这一下怕是不得安宁,聂甄为了避免不必要的麻烦,跟着顾庭深去了就近的派出所,将事情的经过详细地又说了一遍,唐宋寸步不离地跟在她身边,时时提防着顾庭深,看那架势,好似顾庭深随时都会抢走聂甄似的。
与唐宋的紧张相比,顾庭深却好像完全没有将他放在眼里。
聂甄身上还穿着戏服,此时这身衣服又显得无比扎眼,她出来时不满地瞥了眼顾庭深:“怎么每次跟你在一起总能碰上这种事情,你下次可不可以不要再跟着我。”
“如果我今天并不在那里,你下了枯井就不会发现那具女尸了吗?”
“……”
“既然我在不在都无法改变你发现尸体的现实,那你现在的埋怨又有什么意义?”顾庭深双手背在身后,立在那里,面色如常,却仿佛被清水浸过似的清冷。
聂甄被他这句话怼得哑口无言,恨恨地跺了跺脚,走出几步后见他没有跟上来,又回头问:“你不走吗?”
“我在这里等贺远之。”
她看看顾庭深,又看看唐宋,欲言又止,最后还是跟着唐宋直接回了家,连片场都没再回去。
唐宋坐在后座,从这个角度看过去,聂甄像是自己在跟自己生气,从她刚才被那个叫顾庭深的人说得面红耳赤时他便发现了,聂甄在意那个人。她平时是多伶牙俐齿的一个人,能言善辩,可在那个人面前通通都消失不见了,甚至他居然在她身上看出了那种久违了的示弱感。

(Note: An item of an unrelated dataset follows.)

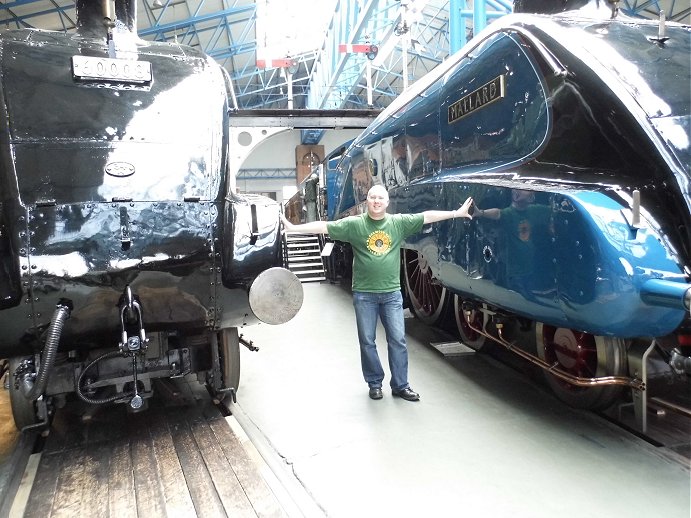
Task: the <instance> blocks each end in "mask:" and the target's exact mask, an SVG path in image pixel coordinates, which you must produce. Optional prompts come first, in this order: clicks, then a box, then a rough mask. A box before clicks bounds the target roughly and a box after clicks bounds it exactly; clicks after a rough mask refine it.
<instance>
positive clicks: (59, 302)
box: [21, 300, 71, 401]
mask: <svg viewBox="0 0 691 518" xmlns="http://www.w3.org/2000/svg"><path fill="white" fill-rule="evenodd" d="M70 312H71V304H70V303H69V301H63V300H61V301H60V302H59V303H58V304H57V306H56V308H55V312H54V313H53V318H51V320H50V326H49V327H48V336H47V338H46V345H45V346H44V348H43V353H42V355H41V365H40V367H39V369H38V374H37V375H36V378H35V379H34V380H31V379H30V376H25V377H24V379H23V380H22V385H21V389H22V395H24V397H26V398H27V399H30V400H31V401H35V400H37V399H38V398H39V397H40V396H41V394H43V392H44V391H45V389H46V384H47V383H48V376H49V375H50V371H52V370H53V365H54V364H55V357H56V356H57V352H58V344H59V343H60V335H61V334H62V328H63V326H64V325H65V321H66V320H67V319H68V318H69V317H70Z"/></svg>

她离开时问那个人不走吗,那时她的语气就已经透着隐隐的示弱了。而这并不是唐宋认识的那个聂甄。
“你喜欢那家伙吗?”他看着她的侧颜,直白地问道。
聂甄吓了一跳,蹙着眉回过头:“你是说顾庭深?”
“是,你喜欢他吗?”
“你在开什么玩笑?我喜欢谁都不可能喜欢他,那么自大的一个人。”她想起刚才顾庭深对自己的态度,心里火气就不打一处来。